RW: Regarding your work in Formula E; there’s a lot of development there right now, and it looks as though we are going to see that series grow massively in the coming years.
AM: It’s an interesting series in terms of their approach to racing in cities. I quite like that as a principle, as I did a lot of city racing, street racing in the states in the American Le Mans series, and I think that’s very good.
Electric racing is something which is very relevant to the car manufacturers now, and they’re all working in that development way. The other thing is that it’s different, and being honest; I don’t think being so different is a bad thing as it makes everybody, myself included, someone that’s been involved in the sport for a long time, to maybe reassess a few things.
The world’s changing so quickly, you’re talking about social media, there was no social media when I was a kid – we never even had mobile phones, I was 17 the first time I saw a mobile phone!
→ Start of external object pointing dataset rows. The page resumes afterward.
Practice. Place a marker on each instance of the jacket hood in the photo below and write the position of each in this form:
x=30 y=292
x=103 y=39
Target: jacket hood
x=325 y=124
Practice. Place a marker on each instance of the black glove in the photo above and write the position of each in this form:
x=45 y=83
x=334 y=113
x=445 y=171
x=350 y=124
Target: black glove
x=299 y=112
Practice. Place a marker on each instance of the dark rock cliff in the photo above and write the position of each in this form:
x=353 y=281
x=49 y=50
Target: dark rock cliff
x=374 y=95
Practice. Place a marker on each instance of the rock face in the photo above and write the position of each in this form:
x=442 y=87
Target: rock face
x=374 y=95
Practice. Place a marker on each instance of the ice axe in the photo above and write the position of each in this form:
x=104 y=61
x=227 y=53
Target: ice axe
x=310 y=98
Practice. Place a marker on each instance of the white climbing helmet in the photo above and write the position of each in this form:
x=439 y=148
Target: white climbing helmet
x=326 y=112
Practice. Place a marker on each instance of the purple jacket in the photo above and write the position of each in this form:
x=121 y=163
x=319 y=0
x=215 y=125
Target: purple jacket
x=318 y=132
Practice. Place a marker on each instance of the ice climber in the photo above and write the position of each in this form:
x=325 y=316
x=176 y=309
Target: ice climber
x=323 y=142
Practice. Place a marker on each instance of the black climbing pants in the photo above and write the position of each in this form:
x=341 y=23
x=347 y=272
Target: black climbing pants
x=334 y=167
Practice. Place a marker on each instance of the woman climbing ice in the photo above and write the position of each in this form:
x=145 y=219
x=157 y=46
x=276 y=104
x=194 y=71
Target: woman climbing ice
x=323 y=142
So you’ve got such a change in an environment that it shakes things up. It’s in a transient stage at the moment, it’s not the finished article, and it has got some things to improve and develop on, but it’s in a position where it can maybe adapt a bit without too many problems right now.
RW: I think Formula E have been very brave in introducing some aspects to the sport which maybe aren’t the traditional way you do things in single seater racing. It seems to be working very well for them.
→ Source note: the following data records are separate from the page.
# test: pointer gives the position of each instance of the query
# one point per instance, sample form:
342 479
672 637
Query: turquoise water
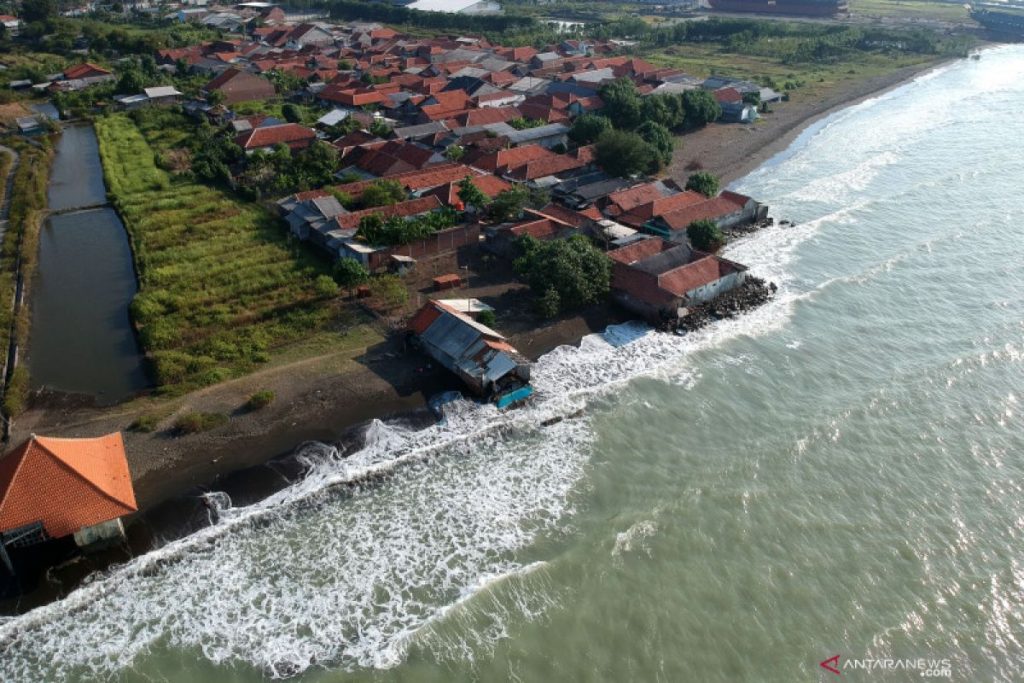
839 472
AM: Just as an example; Graham Carroll (who competed in Formula E’s inaugural eRace event in Las Vegas). He’s not a sim racer; he won the Formula Ford Festival. He is probably one of the most gifted young Scottish drivers of the last ten years that nobody has ever heard of because he had no money. He is one of those unique people that can see both sides of the fence, and that’s a talent that I don’t have. I could drive racing cars bloody fast, but when I got in a sim, I felt sick. I struggled, I threw up 20 seconds into my first sim session. We did so many days in the sim, but I never made the mental jump because I am too trained in other ways.
RW: I suppose it can be difficult to unlearn things.
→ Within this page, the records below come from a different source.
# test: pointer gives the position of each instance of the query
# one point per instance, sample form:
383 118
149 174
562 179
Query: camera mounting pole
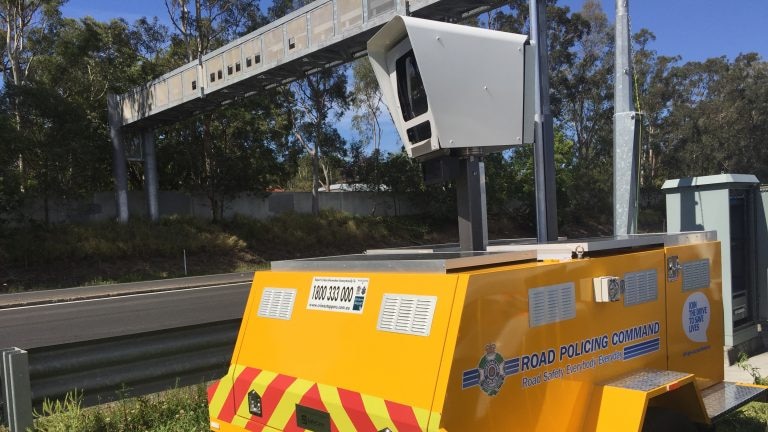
471 203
AM: I was much better at sitting and looking at a circuit, getting down and looking at the corner and understanding it, then thinking ‘right ok, I am going to need my braking recuperation into here, and it will be there, there and there’, as opposed to doing it in the sim.
[Graham] is one of I would say probably two or three people that can do both. The interesting thing is you’ve got these guys out there who can blow away drivers that have won so many other things, have been in Formula 1, won Le Mans, that sort of thing; nailed them no questions, that is quite cool!
Many thanks to Allan for being generous with his time.